11 Comments - Linear Discussion: Classic Style
  • I was attached to Clem and Kenny, and felt horrible for killing Ben. Looks like their writing worked for me.

  • I found it to be rather Ben-centric, which, if you'd told me immediately after Episode 3, I'd have huffed and puffed about, but I liked how his character was slowly 'bullied' and broken down into believing that his life was worthless, only to be given one final chance at redemption (in my version, anyway).

  • I wasn't particularly attached to any of the new characters in episode 4. Rather I was more disturbed and appalled at what happened. E.g. like the crawford people and the tapes.

    I did find Chuck, Molly, and Vernon to be interesting and thought Chuck's departure was wasted potential.

    Though the ending made my heart sink :( I mean I kind of expected something like that to happen but I was hoping that it wouldn't come to that. It really made me feel for Lee and Clem

  • @BlindOptimism said: I found it to be rather Ben-centric, which, if you'd told me immediately after Episode 3, I'd have huffed and puffed about, but I liked how his character was slowly 'bullied' and broken down into believing that his life was worthless, only to be given one final chance at redemption (in my version, anyway).

    I wonder if Ben will make good on that chance. I say Ben will fail miserably at his one last chance for redemption, getting someone killed. Then Lee will realize the mistake he made not killing him.

  • @StreetsAhead24 said: I wasn't particularly attached to any of the new characters in episode 4. Rather I was more disturbed and appalled at what happened. E.g. like the crawford people and the tapes.

    Interesting. I didn't have much of a response to Crawford. They set themselves up for survival above all else, so I expected them to be monsters who turn out children, elderly, sickly, weak, and force people to have abortions. Their desire to survive by whatever means necessary was something I had already seen with the St Johns. Crawford was just more honest. It would be like if the St Johns told people that any group who wanted to work on their farm had to donate someone for dinner.

    It's also interesting that even with all of their precautions, Crawford still couldn't survive. This reinforces that long term survival is a pointless objective in TWD ... or that Crawford was actually too merciful, and should have forced sterilization before pregnancy became an issue.

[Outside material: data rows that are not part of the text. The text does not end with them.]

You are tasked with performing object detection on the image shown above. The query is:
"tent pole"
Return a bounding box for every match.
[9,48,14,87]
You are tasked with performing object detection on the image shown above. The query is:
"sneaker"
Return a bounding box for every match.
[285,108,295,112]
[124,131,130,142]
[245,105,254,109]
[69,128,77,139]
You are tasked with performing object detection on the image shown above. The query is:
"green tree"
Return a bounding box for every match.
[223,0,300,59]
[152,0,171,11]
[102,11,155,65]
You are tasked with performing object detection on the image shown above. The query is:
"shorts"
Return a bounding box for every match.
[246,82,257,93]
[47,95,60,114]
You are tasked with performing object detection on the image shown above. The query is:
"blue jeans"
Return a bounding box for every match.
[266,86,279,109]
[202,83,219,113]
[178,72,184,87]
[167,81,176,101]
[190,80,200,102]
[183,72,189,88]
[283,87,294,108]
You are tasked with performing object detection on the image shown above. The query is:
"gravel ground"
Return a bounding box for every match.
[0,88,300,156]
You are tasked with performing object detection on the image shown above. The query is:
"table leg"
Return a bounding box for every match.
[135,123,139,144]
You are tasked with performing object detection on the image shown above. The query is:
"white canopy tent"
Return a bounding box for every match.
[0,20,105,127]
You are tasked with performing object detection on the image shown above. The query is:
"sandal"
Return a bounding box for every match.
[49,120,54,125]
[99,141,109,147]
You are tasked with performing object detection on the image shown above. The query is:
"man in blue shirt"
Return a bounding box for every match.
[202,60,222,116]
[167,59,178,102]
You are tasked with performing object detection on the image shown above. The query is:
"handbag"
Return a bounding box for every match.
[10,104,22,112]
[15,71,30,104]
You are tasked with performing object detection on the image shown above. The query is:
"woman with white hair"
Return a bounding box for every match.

  • Agreed. It's amazing how no matter how ruthlessly efficient and foolproof the system is, just one variable can cause an influx of chaos and destruction. It just goes to show that you could never truly be safe if a ZA were to occur.

  • Despite everything, I couldn't help but love Molly.

  • So much Potential in Chuck... we only had one in-depth convo after the disaster revolving Kenny in Ep 3.

  • First off , I love this game and at times it really does shine. But This is why I think Season 2 might not be so great. People aren't going to care anymore. I also feel like they wrote themselves into a corner. In this season they basically covered major events that happen in the comic. We've seen the zombie threat , cannibals , human threat and the attempt to find a safe haven. Unless Kirkman himself gets involved with the game I can't see Telltale doing anything but have the same journey but with a different cast seeing as they can't establish anywhere past 2 years in the post apocalyptic world so there can't be a Future Clementine protagonist. I hope I will be proved wrong however.